Music and imagery: think of Michael Phelps with his pre-race headphones; every playlist is a curated neurochemical hack.
Competitive cues: developing visualization routines or micro goals can ignite focus and refuel energy.
When to Psych Down
Equally important is learning how to calm the storm. In golf, trading, or live performance, adrenaline and anxiety can be invisible opponents. Left unchecked, they shorten breath and narrow vision. Muscles tighten, and attention drifts from the goal toward the fight or flight reaction. Down regulation tools can include:
Breathing drills: box breathing (inhale 4, hold 4, exhale 4, hold 4) lowers heart rate and sharpens focus.
Anchoring routines: repeating a simple physical cue such as tugging a glove, tapping a desk, or exhaling through the nose creates consistency and control.
Reframing stakes: pressure is perception. Change it. Rotella’s mantra applies: focus on process, not outcome.
Flow Across Fields: From the Fairway to FanDuel
If you have followed Mind Game series (Sports Psychology Can Improve Your Betting and Your Life), you know mindset is not just for pros. It is the ultimate multiplier for performance. Whether you are teeing off at Augusta, lacing up for the first game of the season, or clicking “Place Bet” on DraftKings, how you manage energy and emotion influences outcomes. It is that simple and that complex. It is why gold medals are decided by thousandths of a second and why three-point buzzer shots are so thrilling. Grace under pressure is a learned skill, and it is one anyone can improve. The key is emotional neutrality. The goal is not to feel nothing; it is to feel the right amount of something.

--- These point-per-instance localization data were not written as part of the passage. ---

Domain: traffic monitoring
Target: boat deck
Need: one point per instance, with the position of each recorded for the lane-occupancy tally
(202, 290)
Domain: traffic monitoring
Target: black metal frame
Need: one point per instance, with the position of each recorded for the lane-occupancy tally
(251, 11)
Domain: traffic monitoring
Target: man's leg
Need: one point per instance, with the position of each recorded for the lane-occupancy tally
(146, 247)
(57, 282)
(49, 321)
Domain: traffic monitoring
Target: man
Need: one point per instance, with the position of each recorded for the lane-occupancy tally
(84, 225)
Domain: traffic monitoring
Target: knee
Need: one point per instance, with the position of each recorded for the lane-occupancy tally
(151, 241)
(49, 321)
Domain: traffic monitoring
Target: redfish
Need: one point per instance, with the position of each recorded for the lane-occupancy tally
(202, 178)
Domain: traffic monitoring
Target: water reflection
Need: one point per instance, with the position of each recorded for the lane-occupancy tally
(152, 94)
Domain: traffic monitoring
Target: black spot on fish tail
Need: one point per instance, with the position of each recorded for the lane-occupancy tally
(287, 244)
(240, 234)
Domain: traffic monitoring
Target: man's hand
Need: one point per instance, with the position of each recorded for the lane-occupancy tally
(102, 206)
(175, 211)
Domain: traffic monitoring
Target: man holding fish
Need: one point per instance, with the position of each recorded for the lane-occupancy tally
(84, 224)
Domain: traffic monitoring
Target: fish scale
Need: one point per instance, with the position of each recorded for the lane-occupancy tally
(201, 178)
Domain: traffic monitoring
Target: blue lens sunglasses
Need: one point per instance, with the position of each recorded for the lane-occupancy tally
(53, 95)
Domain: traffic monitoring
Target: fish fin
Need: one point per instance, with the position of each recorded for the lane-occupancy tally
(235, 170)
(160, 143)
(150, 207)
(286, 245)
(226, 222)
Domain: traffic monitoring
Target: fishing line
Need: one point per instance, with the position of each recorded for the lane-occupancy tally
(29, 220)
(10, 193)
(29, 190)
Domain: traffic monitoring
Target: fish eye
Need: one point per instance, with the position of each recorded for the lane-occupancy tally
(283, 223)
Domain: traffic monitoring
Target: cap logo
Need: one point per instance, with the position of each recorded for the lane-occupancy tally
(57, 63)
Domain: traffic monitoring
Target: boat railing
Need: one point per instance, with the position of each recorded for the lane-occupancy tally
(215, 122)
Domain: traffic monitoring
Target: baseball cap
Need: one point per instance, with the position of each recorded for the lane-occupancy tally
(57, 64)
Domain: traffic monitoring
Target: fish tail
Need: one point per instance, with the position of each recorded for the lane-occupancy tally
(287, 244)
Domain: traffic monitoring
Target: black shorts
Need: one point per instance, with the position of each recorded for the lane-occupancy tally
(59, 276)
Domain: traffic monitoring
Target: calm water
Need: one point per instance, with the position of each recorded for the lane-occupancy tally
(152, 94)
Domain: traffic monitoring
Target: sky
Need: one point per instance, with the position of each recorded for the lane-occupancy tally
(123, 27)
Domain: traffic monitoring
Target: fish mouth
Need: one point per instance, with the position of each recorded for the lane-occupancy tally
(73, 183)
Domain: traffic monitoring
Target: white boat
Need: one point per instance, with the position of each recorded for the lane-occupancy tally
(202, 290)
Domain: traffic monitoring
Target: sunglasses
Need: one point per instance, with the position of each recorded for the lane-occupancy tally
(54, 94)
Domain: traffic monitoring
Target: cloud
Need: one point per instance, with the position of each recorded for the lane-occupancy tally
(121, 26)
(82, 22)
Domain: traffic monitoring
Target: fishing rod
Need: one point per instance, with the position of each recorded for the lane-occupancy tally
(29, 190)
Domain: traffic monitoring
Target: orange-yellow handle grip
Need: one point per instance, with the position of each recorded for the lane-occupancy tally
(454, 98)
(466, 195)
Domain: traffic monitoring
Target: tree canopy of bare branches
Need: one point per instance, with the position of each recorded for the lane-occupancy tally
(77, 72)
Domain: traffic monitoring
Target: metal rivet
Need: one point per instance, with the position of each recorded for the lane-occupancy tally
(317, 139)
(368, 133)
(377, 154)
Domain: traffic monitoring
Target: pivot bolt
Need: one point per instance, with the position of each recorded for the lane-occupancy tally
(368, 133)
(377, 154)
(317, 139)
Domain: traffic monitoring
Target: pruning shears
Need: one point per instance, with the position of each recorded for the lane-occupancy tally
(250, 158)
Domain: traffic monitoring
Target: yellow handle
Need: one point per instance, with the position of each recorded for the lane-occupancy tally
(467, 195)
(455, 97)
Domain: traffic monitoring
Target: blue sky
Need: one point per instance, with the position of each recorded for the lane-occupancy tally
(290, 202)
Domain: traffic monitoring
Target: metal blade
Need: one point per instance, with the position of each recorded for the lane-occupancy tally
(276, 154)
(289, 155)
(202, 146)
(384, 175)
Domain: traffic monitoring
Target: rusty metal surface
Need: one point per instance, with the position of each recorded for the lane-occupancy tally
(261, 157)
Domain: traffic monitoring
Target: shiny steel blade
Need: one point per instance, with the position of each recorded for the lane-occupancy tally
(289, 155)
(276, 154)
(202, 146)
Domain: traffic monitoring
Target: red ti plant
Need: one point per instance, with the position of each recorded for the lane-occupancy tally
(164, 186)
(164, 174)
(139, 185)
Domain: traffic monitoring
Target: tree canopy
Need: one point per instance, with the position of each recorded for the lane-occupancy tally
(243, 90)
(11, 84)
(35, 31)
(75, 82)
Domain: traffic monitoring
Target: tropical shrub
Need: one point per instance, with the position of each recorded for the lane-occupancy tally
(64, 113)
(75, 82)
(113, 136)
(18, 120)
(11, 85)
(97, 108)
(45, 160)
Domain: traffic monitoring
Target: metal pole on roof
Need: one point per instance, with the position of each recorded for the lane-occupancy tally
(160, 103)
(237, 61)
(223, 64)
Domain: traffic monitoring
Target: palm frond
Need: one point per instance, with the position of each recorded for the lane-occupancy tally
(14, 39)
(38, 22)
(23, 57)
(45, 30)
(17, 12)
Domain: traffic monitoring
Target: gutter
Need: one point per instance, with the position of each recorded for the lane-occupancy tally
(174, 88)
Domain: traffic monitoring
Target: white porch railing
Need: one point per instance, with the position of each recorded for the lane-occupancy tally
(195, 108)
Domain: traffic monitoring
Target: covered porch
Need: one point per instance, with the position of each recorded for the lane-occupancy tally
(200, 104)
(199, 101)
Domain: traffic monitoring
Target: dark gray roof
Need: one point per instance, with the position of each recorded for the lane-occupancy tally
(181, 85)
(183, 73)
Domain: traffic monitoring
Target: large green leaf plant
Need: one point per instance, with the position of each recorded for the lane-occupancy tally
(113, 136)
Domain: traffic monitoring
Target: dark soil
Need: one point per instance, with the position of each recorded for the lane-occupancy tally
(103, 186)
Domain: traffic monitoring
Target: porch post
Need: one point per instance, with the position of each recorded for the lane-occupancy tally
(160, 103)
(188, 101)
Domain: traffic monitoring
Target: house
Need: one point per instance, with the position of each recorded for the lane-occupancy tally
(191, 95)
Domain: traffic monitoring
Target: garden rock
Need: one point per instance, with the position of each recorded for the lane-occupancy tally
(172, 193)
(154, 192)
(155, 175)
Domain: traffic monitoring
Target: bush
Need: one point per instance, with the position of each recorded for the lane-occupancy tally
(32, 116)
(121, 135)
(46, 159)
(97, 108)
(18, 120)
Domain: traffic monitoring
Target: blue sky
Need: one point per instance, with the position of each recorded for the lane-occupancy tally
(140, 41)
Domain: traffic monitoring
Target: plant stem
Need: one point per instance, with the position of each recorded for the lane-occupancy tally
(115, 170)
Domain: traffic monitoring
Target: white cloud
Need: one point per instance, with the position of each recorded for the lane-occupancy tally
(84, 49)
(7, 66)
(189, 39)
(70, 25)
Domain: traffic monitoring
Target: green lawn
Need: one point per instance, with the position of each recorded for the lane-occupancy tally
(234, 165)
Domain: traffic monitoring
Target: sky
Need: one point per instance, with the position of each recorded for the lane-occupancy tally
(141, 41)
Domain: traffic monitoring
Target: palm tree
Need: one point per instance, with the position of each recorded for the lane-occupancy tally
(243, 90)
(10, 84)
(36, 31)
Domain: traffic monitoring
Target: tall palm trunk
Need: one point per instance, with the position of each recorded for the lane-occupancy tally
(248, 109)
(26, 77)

Creatives, Executives, and Everyday Flow: Try It Yourself
You do not need a uniform or trading terminal to benefit from performance psychology. Writers, executives, and creators all face pressure moments such as pitching, presenting, or hitting publish.
When you are dragging, psych up with:
A power playlist or short walk to activate the senses.
A micro goal like “write 200 words” or “rehearse the opening paragraph.”
Visualization: imagine the finished product landing perfectly, whether it is a book, talk, or campaign.
When your nerves are humming too high, psych down with:
Breathwork before creation; three deep nasal exhales slow cognitive chatter.
Grounding rituals like lighting a candle, clearing your desk, or stretching.
A perspective reset; remind yourself that pressure is a privilege.
Flow and the Future of Work
Csikszentmihalyi’s flow was not limited to athletes. It is a design principle for thriving teams and creative systems. Agile groups, startup founders, and top-tier creators all rely on structures that foster flow: clear objectives, rapid feedback, autonomy, and challenges that stretch skill without snapping it.
When teams hit that rhythm, meetings shrink, ideas compound, and productivity spikes. Whether you are editing film or coding fintech, flow is your best project manager.
The Mind Game Takeaway
The art of performance lies in calibration. Sometimes you need to pump the brakes. Sometimes you need to hit the gas. Csikszentmihalyi teaches that optimal experience lives between boredom and anxiety, between apathy and panic. Sports psychologists are trained to help us navigate that space.
Before your next big swing, speech, or bet, ask yourself: Am I under amped or over wired? Do I need to recalibrate and take a breath? Then you can channel your inner Wendy Rhoades or your inner Ted Lasso and adjust the dial. Because in the end, flow is not just found. It is engineered.